Chan has a background in theatre production and visual arts. He had a chance to apply some of his natural creativity last Chinese New Year on the award-winning Johnnie Walker campaign that promoted the Diageo-owned scotch within three ethnic Chinese sub-groups.

With the goal to increase Johnnie Walker consumption among Chinese-Canadian scotch drinkers – a demo described as well-educated, ambitious and driven by family values – Chan helped turn a valued Chinese tradition into an advertising medium just six weeks after the briefing.

In Toronto’s Pacific Mall, North America’s largest indoor Asian shopping centre, consumers were directed by Cantonese and Mandarin-speaking models to world-renowned calligrapher Guan Sui Sheng, who created a unique Johnnie Walker-branded Fai Cheun – greeting posters with gold or black characters on red paper that are posted on walls and doors in homes and businesses. Those consumers then willingly put up the ads in their own homes, offices and businesses.

‘It took a lot of qualitative research,’ says Chan. ‘Luckily I’m Chinese and my parents immigrated to the country, so I had some insight into targeting the Chinese community.’ But his personal assumptions were also leveraged with research from ethnic media specialists who offered their insights into target behaviour. ‘That gave us licence to touch upon this tradition and elevate it, which is what we tried to do with the campaign,’ says Chan. More than 110,000 people visited the calligraphy stations, and by mid-2008, for the first time in the brand’s history, Johnnie Walker became the number one deluxe scotch whisky in Canada.

Also for Diageo, in late 2007, SMG helped the Striding Man plant his footprint on CalgaryInc magazine’s Business Person of the Year issue, with a walk that begins on the back cover and lands on the front. Also, as a first in Canada, the Striding Man broke through the barcode with the words ‘Keep Walking’ written beneath. The month the ads ran, Johnnie’s premium Blue Label grew by 258% versus the prior year and Johnnie’s staple Black Label grew by 19% in Alberta, while key competitors fell by 14%.

About Chan

Chan, 27, graduated from the University of Michigan with a bachelor of business administration from the Ross School of Business. He initially wanted an investment banking job in the U.S., but then realized it wasn’t for him. He thought the best way to use his creativity would be in marketing.

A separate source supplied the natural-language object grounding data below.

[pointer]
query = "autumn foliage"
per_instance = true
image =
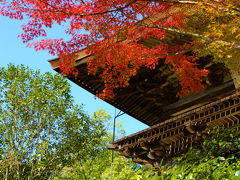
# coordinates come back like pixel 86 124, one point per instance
pixel 112 31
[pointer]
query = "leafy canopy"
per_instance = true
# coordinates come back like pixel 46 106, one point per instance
pixel 41 130
pixel 112 31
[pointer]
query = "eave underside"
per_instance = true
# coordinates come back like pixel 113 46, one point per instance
pixel 174 136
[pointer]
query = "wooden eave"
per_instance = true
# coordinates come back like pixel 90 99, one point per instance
pixel 151 96
pixel 174 136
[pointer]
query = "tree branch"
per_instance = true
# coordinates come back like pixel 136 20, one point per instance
pixel 195 35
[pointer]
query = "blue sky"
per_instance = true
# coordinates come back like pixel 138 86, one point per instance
pixel 12 50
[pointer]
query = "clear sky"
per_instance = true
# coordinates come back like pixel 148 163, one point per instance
pixel 12 50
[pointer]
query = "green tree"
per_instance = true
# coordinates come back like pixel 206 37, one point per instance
pixel 99 166
pixel 41 129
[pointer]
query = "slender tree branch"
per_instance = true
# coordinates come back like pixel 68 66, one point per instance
pixel 195 35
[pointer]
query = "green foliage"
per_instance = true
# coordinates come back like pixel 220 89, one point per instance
pixel 219 158
pixel 99 166
pixel 41 129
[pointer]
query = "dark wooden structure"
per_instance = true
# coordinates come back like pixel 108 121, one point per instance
pixel 175 124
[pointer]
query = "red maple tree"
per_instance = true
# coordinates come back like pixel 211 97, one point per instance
pixel 112 31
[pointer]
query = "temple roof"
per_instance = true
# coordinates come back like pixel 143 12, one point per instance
pixel 151 96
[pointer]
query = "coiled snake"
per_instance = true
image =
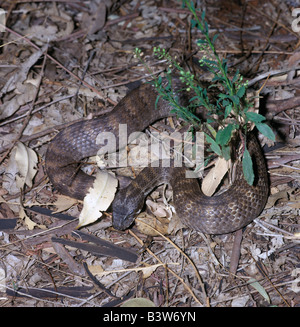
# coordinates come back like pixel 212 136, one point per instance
pixel 227 212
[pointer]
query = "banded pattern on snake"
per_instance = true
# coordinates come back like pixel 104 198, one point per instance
pixel 224 213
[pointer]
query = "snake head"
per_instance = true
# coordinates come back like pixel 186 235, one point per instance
pixel 125 209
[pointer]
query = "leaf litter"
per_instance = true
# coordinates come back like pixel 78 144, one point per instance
pixel 174 264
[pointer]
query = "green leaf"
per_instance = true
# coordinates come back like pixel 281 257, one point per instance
pixel 156 101
pixel 235 77
pixel 226 152
pixel 240 93
pixel 254 117
pixel 212 130
pixel 215 37
pixel 266 130
pixel 224 135
pixel 248 167
pixel 227 111
pixel 214 146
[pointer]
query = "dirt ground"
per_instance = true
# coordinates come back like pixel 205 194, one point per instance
pixel 64 61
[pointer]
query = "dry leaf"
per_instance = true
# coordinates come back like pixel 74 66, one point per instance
pixel 159 224
pixel 26 160
pixel 273 198
pixel 63 203
pixel 138 302
pixel 99 198
pixel 214 177
pixel 30 224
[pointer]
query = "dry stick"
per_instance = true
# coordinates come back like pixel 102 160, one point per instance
pixel 28 116
pixel 269 280
pixel 236 251
pixel 55 61
pixel 187 257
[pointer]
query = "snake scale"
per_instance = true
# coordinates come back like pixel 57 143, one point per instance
pixel 220 214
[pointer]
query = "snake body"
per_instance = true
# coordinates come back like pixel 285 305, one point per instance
pixel 224 213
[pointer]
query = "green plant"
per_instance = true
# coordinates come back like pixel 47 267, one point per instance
pixel 230 109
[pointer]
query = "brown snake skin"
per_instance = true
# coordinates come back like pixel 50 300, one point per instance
pixel 224 213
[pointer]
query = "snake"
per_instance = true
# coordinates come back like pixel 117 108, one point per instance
pixel 224 213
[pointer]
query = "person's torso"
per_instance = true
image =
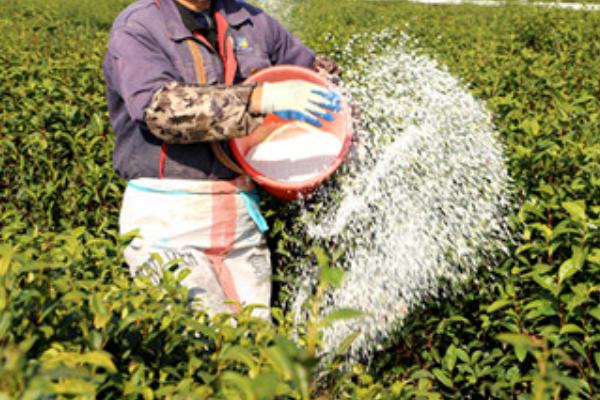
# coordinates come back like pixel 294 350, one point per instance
pixel 137 152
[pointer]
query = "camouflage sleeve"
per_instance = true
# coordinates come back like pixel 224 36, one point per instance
pixel 182 113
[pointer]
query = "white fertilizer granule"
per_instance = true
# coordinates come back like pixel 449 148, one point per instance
pixel 295 159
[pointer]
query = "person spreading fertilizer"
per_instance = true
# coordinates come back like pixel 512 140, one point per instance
pixel 173 71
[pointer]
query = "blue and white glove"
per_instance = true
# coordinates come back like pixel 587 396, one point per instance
pixel 299 100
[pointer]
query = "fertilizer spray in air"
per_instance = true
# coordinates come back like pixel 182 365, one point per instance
pixel 423 198
pixel 424 195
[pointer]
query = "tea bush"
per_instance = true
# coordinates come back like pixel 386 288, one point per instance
pixel 74 324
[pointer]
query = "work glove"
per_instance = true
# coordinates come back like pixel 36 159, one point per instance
pixel 299 100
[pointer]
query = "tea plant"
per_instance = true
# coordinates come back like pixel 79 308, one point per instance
pixel 74 324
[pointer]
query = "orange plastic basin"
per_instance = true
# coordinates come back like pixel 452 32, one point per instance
pixel 274 128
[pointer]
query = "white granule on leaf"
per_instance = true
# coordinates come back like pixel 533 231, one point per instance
pixel 295 159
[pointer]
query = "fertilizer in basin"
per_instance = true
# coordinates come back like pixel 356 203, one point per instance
pixel 295 158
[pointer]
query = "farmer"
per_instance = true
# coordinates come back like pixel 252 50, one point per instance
pixel 173 71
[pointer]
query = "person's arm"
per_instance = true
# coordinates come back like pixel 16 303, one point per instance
pixel 188 113
pixel 173 111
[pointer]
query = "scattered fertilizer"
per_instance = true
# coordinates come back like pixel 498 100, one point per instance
pixel 423 200
pixel 295 159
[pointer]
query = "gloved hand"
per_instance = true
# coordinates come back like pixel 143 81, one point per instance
pixel 299 100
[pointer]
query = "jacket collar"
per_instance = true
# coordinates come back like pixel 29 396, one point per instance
pixel 234 13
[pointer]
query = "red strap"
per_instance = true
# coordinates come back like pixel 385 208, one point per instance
pixel 161 161
pixel 226 48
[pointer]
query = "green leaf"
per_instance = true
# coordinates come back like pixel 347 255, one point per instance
pixel 442 377
pixel 347 342
pixel 576 209
pixel 101 313
pixel 238 354
pixel 237 383
pixel 450 358
pixel 6 255
pixel 99 359
pixel 531 127
pixel 595 312
pixel 572 265
pixel 571 328
pixel 497 305
pixel 332 276
pixel 517 339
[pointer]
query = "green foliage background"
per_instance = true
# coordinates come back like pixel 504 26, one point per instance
pixel 73 323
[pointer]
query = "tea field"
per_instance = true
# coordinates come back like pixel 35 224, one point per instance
pixel 74 324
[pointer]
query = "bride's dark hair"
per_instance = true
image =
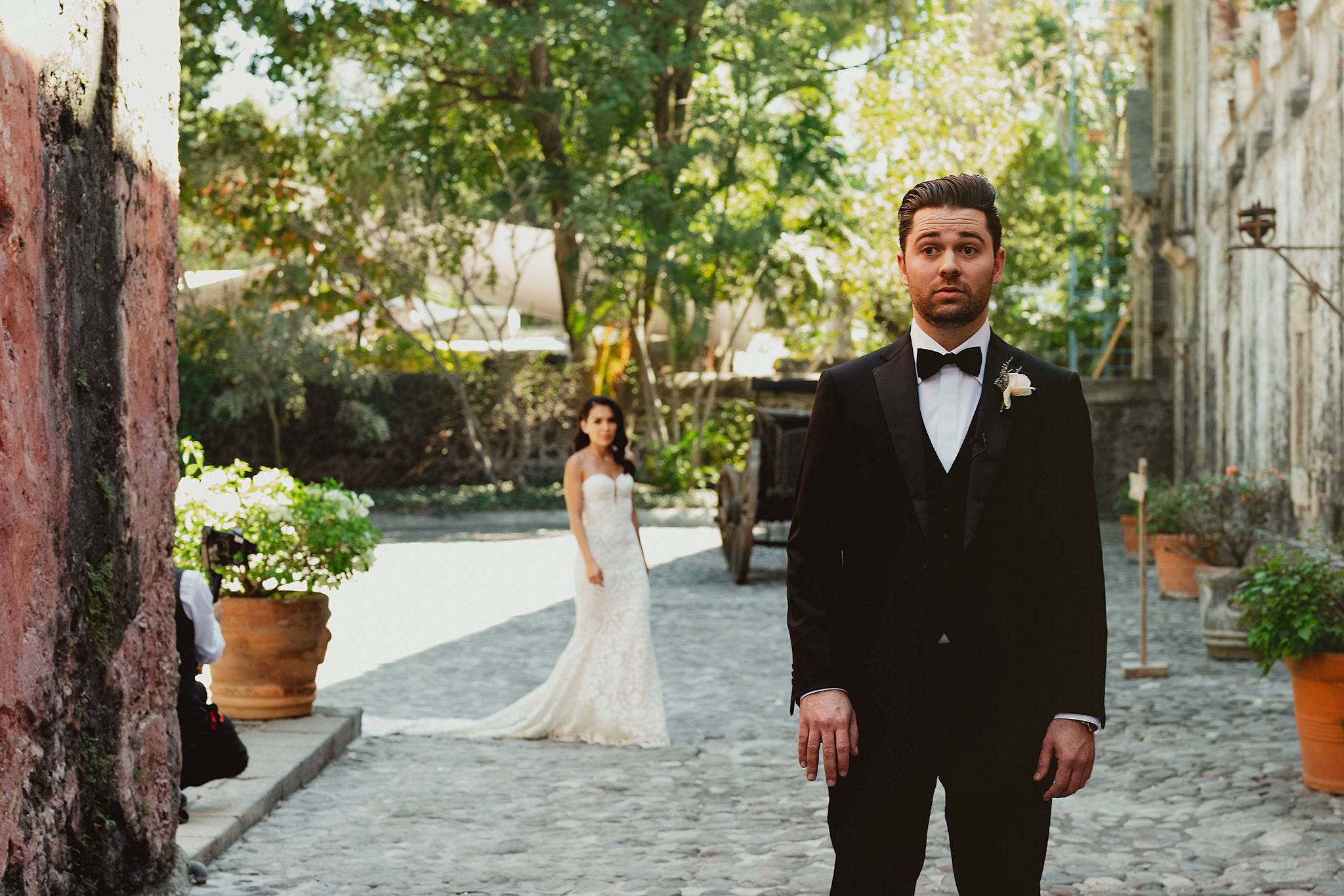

‘I interviewed for marketing jobs but I didn’t have a green card. So the only solution was to marry an American really fast in order to get my green card and get a job,’ jokes Chan. ‘Or the other option was to interview with companies with Canadian offices.’ In 2004, SMG Chicago referred him to the Toronto office, where he’s been ever since.

What are you most proud of, professionally?

‘I was proud of the fact that people were seeing that ethnic advertising has value, and it’s largely untapped. There’s a lot of room for media innovation, it’s very flexible cost-wise. From a client’s perspective, I think if they see work like this, then hopefully other clients will jump on board and see that if you do your homework and you do enough research into the target, and you do it the right way, then it has a lot of value and it will bring a lot of sales results simply because most national advertisers typically ignore the ethnic populations in Canada.’

Where do you see yourself in the future?

‘I’d like to see what the media industry is like in other countries. It’s a pretty regulated industry for advertising in Canada. I’d like to see how it’s different for other countries and what kind of freedom you can possible have. Particularly China, because it intrigues me. It’s such an emerging market as well, because they’re adopting western sensibilities. I think it would be fun.’